Ecclesiastes 7

Preface To The Preacher Of Solomon


This book is called in Hebrew Koheleth, that is, “one who speaks publicly in a congregation”; for Kahal means a congregation gathered together, what is called in Greek ekklesia . But this book was certainly not written or set down by King, Solomon with his own hand; but what others heard from his lips was put together in this form by the scholars, as they admit at the end, when they say, These words of the wise are as spears and nails, fixed by the masters of the congregation and given from one shepherd.” That is to say, certain persons, selected by the kings and the people, were appointed, at that time, to fix and arrange this and other books, handed down by Solomon, so that thus everyone would not have to make books as he pleased; for they lament in the same place that “of making books there is no end,” and forbid others to take up the work.

These men here call themselves “masters of the congregation,” and books had to be accepted and approved by their hands and their office. For the Jewish people had an external government, instituted by God, and such a thing as that could be done surely and rightly. This book, too, is put together by others out of the sayings of Solomon, and the doctrine and sayings of some wise men are added at the end. The Song of Solomon, too, has the appearance of a book composed by others out of things received from the lips of Solomon. Therefore, no order is preserved in these books, but one thing is mixed with another, since they did not hear all of it from him at one time; and this has to be the nature of such books.

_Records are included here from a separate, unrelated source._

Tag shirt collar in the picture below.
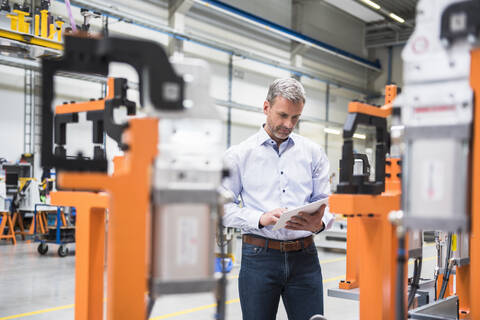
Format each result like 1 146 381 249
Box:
257 123 295 145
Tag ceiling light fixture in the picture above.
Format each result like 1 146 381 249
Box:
389 13 405 23
323 128 340 136
353 133 367 140
362 0 380 10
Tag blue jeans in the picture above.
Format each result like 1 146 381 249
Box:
238 242 323 320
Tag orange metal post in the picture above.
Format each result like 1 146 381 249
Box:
470 49 480 320
456 265 470 319
0 211 17 244
58 118 158 320
338 215 362 289
329 159 407 320
51 191 108 320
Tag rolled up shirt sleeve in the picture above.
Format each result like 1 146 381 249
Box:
310 146 335 230
223 147 263 229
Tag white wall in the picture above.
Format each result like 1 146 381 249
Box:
0 0 385 186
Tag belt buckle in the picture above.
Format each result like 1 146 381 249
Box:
280 240 297 252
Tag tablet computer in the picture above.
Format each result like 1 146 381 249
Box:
272 197 328 230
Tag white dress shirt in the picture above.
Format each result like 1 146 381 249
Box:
223 127 334 240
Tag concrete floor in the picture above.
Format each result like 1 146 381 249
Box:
0 240 435 320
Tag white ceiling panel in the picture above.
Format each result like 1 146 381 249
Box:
325 0 385 23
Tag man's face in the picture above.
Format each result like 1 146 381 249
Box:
263 96 303 142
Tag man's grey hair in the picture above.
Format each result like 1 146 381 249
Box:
267 78 305 105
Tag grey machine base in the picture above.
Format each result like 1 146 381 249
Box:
408 296 459 320
327 280 435 305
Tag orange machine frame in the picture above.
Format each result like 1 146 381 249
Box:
329 86 406 320
464 49 480 320
47 78 114 320
58 118 158 320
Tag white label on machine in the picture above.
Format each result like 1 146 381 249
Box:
421 159 445 201
176 217 199 266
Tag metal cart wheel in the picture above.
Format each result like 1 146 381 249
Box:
37 242 48 256
58 245 68 258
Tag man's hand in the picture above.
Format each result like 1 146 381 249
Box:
259 208 285 227
285 205 327 232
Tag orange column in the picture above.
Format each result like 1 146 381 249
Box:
107 118 158 320
470 49 480 320
51 191 108 320
338 216 362 289
58 118 158 320
456 265 470 319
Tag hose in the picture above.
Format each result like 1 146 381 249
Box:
408 257 423 309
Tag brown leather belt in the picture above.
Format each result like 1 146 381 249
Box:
242 234 313 252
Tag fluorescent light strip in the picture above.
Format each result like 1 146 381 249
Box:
389 12 405 23
353 133 367 140
362 0 380 10
323 128 341 136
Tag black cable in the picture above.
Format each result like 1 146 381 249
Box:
408 257 422 309
438 232 453 299
395 236 407 320
215 203 227 320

Now this book ought really have the title, “Against the Free Will”; for all of it tends to show that all men’s counsels, proposals, and undertakings are vain and fruitless and always have a different end from that which we want and expect. Thus he would teach us to be passive and let God alone do everything, above and against and without our knowledge and counsel. Therefore you must not understand this book to be abusing God’s creatures when it says, “All is vanity and misery”; for God’s creatures are all good (Genesis 1:31 and 2 Timothy 4:4), and this book itself says that one shall be happy with one’s wife and enjoy life, etc. It teaches, rather, that the proposals and purposes of men for dealing with creatures all go wrong and are all in vain, if one is not satisfied with what is ready to hand, but wants to be master and ruler of things that are yet to come. In that case, everything goes backwards, and a man has had only his trouble for his pains, and things turn out, anyhow, as God wills and purposes, not as man wills and purposes.

To put it briefly, Christ says, in Matthew 6:34, “Be not anxious about the morrow, for the morrow will have its own anxiety; it is enough that every day has its own evil.” That saying is a gloss and table of contents for this book. Anxiety for us is God’s affair; our anxiety goes wrong anyhow, and is only lost trouble.